---
title: "Accessing open crime data in R"
author: "Matthew Ashby"
date: "`r Sys.Date()`"
output: rmarkdown::html_vignette
vignette: >
  %\VignetteIndexEntry{Accessing open crime data in R}
  %\VignetteEngine{knitr::rmarkdown}
  %\VignetteEncoding{UTF-8}
---

```{r setup, include = FALSE}
knitr::opts_chunk$set(
  collapse = TRUE,
  comment = "#>"
)
```

The goal of crimedata is to access police-recorded crime data from large US
cities using the [Crime Open Database](https://osf.io/zyaqn/) (CODE), a service
that provides these data in a convenient format for analysis. All the data are
available to use for free as long as you acknowledge the source of the data.

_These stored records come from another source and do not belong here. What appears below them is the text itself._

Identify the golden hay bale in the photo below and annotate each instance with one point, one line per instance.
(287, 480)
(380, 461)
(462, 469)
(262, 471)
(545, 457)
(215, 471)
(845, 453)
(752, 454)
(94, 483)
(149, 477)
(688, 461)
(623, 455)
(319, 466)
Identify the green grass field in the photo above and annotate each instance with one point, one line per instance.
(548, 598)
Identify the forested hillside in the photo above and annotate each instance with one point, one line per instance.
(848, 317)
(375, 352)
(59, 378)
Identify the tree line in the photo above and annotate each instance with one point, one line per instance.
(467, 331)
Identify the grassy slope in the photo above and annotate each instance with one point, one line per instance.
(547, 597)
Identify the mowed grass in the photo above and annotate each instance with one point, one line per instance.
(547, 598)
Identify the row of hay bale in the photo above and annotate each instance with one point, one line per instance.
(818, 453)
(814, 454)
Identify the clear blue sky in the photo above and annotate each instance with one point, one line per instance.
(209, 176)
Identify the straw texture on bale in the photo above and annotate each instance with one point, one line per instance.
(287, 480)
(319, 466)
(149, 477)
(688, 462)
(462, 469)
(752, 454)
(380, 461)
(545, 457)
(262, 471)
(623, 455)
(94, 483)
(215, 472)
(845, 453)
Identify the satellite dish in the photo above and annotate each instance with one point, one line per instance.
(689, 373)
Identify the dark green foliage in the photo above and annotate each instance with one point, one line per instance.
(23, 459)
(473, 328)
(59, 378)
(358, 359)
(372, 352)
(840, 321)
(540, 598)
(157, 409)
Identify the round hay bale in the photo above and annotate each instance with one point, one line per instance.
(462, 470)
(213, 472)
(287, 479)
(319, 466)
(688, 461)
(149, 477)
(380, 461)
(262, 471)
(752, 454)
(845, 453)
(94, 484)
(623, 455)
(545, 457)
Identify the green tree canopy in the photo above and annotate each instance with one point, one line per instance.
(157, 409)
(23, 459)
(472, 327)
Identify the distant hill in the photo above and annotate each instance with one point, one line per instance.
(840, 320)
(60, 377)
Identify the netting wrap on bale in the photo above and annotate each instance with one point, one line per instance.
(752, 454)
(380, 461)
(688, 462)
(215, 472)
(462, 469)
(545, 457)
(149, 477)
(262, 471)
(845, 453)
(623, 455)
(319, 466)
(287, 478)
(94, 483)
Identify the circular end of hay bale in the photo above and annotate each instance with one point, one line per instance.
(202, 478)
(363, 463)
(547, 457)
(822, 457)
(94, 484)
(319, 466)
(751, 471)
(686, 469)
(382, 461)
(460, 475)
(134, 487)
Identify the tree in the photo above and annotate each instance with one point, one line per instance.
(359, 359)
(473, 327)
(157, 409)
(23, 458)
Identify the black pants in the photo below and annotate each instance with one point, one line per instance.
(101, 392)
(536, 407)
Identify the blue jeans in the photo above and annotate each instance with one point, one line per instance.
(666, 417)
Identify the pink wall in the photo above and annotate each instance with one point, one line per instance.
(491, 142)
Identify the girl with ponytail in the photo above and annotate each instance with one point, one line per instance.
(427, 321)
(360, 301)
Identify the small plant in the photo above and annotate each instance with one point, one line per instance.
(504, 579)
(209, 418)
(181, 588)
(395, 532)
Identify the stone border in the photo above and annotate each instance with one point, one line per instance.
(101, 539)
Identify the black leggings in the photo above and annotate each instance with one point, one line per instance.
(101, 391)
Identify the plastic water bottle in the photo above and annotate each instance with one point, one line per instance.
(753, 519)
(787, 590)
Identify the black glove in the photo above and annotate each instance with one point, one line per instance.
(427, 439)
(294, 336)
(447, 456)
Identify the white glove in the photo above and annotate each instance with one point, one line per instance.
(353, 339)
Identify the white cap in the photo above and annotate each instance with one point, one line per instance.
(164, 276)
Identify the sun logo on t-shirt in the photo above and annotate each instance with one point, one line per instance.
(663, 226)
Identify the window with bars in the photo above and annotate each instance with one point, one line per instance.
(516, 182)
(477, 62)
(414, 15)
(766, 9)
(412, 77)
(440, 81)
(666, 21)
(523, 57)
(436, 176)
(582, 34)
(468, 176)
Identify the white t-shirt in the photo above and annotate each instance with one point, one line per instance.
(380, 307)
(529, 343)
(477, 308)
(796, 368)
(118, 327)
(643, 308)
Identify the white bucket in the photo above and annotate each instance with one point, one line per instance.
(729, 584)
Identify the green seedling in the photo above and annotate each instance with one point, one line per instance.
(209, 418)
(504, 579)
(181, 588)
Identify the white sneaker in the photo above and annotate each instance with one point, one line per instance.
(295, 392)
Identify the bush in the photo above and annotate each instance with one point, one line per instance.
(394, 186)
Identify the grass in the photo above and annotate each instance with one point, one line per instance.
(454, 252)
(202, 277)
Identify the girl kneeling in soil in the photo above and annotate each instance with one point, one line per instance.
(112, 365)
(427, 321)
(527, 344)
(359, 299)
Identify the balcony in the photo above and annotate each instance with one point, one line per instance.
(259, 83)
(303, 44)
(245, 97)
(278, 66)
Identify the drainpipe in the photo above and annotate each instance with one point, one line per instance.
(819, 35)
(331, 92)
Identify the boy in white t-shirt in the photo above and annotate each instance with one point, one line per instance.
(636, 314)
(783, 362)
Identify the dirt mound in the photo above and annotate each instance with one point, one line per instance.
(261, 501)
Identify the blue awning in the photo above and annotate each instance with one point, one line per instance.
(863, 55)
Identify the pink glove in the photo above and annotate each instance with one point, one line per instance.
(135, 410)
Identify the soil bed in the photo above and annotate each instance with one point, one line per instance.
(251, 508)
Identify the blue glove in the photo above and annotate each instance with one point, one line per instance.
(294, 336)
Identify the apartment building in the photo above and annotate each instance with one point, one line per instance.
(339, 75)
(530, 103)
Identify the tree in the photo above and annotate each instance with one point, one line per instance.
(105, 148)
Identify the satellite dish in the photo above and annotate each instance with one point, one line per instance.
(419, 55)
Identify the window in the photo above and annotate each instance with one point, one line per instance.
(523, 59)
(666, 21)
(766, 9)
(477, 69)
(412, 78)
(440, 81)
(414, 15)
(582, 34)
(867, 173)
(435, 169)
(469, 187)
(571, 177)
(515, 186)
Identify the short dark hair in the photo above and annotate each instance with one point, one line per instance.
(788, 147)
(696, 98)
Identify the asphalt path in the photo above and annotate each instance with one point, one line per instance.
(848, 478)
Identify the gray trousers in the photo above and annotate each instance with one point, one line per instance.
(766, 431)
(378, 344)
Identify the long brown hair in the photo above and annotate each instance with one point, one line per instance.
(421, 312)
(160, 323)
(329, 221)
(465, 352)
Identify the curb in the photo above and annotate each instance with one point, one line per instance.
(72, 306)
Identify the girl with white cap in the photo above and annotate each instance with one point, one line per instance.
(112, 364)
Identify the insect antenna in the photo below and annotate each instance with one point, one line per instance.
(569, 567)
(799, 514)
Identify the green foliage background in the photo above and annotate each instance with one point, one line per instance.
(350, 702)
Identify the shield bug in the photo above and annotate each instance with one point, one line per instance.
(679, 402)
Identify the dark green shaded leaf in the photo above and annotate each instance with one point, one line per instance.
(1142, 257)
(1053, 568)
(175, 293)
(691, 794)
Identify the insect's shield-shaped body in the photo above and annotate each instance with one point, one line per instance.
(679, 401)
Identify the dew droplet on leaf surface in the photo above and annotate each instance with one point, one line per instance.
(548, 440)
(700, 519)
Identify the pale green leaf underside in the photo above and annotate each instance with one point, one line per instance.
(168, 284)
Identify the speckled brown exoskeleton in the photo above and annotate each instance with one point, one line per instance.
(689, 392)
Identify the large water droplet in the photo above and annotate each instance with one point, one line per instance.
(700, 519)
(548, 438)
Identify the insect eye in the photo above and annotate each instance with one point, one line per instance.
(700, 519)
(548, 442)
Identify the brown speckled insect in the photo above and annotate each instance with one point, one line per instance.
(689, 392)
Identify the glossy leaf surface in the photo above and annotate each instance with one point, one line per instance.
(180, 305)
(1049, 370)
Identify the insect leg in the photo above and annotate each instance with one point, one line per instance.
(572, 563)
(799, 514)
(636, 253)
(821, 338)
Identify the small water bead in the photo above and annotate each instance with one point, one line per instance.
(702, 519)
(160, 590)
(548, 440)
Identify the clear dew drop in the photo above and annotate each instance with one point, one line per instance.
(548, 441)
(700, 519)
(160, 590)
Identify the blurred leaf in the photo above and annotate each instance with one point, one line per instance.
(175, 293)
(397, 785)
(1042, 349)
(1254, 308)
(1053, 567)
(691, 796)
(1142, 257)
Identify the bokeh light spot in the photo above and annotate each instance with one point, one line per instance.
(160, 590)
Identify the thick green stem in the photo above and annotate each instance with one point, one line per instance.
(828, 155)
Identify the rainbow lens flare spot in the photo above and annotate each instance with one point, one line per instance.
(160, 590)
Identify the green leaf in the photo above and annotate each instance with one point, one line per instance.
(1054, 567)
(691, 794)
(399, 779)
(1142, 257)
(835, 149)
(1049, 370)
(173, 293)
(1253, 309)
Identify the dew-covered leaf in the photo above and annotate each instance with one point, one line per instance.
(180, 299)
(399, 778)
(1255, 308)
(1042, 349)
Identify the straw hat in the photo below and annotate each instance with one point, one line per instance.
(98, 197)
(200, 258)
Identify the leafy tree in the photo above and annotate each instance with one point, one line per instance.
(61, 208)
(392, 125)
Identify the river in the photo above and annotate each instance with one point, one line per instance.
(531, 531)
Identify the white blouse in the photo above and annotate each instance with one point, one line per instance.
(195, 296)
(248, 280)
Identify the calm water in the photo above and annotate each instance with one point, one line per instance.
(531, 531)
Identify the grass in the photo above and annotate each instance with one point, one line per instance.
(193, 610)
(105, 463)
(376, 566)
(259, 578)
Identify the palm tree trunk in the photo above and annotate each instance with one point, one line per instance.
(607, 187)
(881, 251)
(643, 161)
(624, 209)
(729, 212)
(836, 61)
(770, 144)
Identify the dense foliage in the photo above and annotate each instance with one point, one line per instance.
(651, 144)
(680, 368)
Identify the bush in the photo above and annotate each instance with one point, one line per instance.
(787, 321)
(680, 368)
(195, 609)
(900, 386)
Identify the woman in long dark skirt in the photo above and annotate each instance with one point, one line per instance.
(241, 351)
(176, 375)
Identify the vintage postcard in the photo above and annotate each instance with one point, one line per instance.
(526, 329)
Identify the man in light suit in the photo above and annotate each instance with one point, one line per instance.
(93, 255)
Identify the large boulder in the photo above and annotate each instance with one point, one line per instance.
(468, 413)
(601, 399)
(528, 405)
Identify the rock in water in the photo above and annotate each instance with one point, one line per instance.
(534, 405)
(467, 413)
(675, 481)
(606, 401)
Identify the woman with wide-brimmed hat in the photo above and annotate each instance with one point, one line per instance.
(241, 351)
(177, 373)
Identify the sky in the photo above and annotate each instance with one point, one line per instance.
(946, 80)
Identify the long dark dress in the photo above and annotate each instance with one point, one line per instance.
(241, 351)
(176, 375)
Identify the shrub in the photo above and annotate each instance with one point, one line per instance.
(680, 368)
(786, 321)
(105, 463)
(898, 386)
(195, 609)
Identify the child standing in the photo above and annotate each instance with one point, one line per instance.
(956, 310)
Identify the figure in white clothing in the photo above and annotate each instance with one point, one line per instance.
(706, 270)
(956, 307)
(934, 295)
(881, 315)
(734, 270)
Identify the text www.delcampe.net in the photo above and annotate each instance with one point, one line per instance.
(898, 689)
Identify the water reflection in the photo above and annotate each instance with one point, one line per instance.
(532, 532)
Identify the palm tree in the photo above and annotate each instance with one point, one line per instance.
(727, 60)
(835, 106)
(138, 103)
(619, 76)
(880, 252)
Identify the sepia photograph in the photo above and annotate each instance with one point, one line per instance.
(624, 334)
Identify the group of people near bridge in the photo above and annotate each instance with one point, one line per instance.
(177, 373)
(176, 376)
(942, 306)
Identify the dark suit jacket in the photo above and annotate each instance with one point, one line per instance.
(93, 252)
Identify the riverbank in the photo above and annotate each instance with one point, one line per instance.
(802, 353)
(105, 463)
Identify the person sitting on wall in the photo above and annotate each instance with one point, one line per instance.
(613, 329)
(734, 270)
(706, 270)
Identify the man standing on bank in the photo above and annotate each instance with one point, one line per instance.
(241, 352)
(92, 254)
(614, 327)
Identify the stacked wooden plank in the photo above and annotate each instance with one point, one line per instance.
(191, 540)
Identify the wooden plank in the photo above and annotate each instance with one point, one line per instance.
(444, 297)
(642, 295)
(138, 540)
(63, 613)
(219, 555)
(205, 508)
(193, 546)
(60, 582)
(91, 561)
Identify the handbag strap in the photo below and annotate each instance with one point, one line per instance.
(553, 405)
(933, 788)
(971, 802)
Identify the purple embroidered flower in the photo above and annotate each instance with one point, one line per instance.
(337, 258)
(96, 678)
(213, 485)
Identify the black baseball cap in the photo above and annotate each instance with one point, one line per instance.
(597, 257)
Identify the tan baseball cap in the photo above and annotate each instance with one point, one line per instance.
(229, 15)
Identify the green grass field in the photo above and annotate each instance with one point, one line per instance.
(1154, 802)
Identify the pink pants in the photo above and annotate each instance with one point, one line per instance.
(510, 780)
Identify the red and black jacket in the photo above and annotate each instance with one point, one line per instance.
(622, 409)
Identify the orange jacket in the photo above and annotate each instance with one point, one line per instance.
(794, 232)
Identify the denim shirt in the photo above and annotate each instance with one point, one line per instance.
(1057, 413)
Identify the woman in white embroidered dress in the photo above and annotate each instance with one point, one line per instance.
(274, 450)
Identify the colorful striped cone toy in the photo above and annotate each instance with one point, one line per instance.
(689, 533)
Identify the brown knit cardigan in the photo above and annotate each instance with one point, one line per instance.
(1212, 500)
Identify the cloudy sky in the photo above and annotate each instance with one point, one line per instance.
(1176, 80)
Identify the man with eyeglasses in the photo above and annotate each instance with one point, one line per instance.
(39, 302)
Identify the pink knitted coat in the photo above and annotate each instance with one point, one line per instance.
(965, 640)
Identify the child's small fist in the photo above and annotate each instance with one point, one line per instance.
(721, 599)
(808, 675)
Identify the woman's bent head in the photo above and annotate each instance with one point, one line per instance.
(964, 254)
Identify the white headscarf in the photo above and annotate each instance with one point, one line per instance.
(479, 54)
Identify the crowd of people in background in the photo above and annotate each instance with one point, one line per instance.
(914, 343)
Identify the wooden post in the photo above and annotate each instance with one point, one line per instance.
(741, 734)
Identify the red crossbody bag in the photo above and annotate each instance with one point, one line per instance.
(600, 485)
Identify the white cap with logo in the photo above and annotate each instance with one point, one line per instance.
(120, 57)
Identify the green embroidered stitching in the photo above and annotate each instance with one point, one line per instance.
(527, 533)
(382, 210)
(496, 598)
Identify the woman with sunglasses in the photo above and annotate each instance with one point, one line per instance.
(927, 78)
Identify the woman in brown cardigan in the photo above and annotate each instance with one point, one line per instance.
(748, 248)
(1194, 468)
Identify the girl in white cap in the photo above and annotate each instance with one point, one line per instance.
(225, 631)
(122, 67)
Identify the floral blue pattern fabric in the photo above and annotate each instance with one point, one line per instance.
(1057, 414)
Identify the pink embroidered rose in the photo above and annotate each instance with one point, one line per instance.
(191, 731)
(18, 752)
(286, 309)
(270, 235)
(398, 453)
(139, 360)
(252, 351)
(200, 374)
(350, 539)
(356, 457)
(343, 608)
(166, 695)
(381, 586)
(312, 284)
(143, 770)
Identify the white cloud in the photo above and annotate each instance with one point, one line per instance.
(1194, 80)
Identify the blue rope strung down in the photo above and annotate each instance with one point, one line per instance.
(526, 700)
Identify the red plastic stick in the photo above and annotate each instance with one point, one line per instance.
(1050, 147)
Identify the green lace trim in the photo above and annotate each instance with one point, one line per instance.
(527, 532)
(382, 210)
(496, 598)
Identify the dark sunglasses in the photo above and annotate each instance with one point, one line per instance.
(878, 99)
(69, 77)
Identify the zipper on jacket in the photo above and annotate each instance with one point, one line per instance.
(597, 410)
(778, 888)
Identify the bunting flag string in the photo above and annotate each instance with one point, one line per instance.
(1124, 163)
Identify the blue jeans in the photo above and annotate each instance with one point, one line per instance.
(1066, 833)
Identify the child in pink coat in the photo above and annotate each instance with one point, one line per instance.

The function `get_crime_data()` returns a
[tidy](https://CRAN.R-project.org/package=tidyr) data
[tibble](https://CRAN.R-project.org/package=tibble) or [simple features (SF)
object](https://CRAN.R-project.org/package=sf) of crime data with each row
representing a single crime. The data provided for each offense includes the
offense type, approximate offense location and date/time. More fields are
available for some records, depending on what data have been released by each
city. For most cities, data are available from 2010 onward, with some available
back to 2007. Use `list_crime_data()` to see which years are available for which
cities.
More detail about what data are available, how they were constructed and the
meanings of the different categories can be found on the [CODE project
website](https://osf.io/zyaqn/). Further detail is available in a [pre-print
data paper](https://osf.io/9y7qz).

## Installation

You can install crimedata with:

``` r
install.packages("crimedata")
```

You can install the latest development version of crimedata from github with:

``` r
# install.packages("devtools")
devtools::install_github("mpjashby/crimedata")
```

## Examples

Data can be downloaded by year and by city. By default (i.e. if no arguments are 
specified) a 1% sample of data for all cities for the most recent available year 
is returned.

``` r
library(crimedata)

crime_data <- get_crime_data()
```

The data are in a tidy format, so can be quickly manipulated using
[dplyr](https://CRAN.R-project.org/package=dplyr) verbs. For example, to analyze
two years of personal robberies in Chicago and Detroit, you can run:

``` r
library(dplyr)

personal_robberies <- get_crime_data(
  years = 2009:2010, 
  cities = c("Chicago", "Detroit"), 
  type = "core"
) %>% 
  filter(offense_type == "personal robbery")
```

You can alternatively get a [simple features
(SF)](https://r-spatial.github.io/sf/articles/sf1.html) point object with the
correct co-ordinates and co-ordinate reference system (CRS) specified by setting
the argument `output = "sf"`. This can be used, for example, to quickly plot the
data.

``` r
library(dplyr)
library(ggplot2)
library(lubridate)

get_crime_data(
  cities = "Fort Worth", 
  years = 2014:2017, 
  type = "core",
  output = "sf"
) %>% 
  filter(offense_group == "homicide offenses") %>% 
  mutate(offense_year = year(date_single)) %>% 
  ggplot() + 
  geom_sf() +
  facet_wrap(vars(offense_year))
```


## Included data

The package includes two datasets. `homicides15` contains records of 1,922
recorded homicides in nine US cities in 2015. `nycvehiclethefts` contains
records of 35,746 thefts of motor vehicles in New York City from 2014 to 2017.
These may be particularly useful for teaching purposes.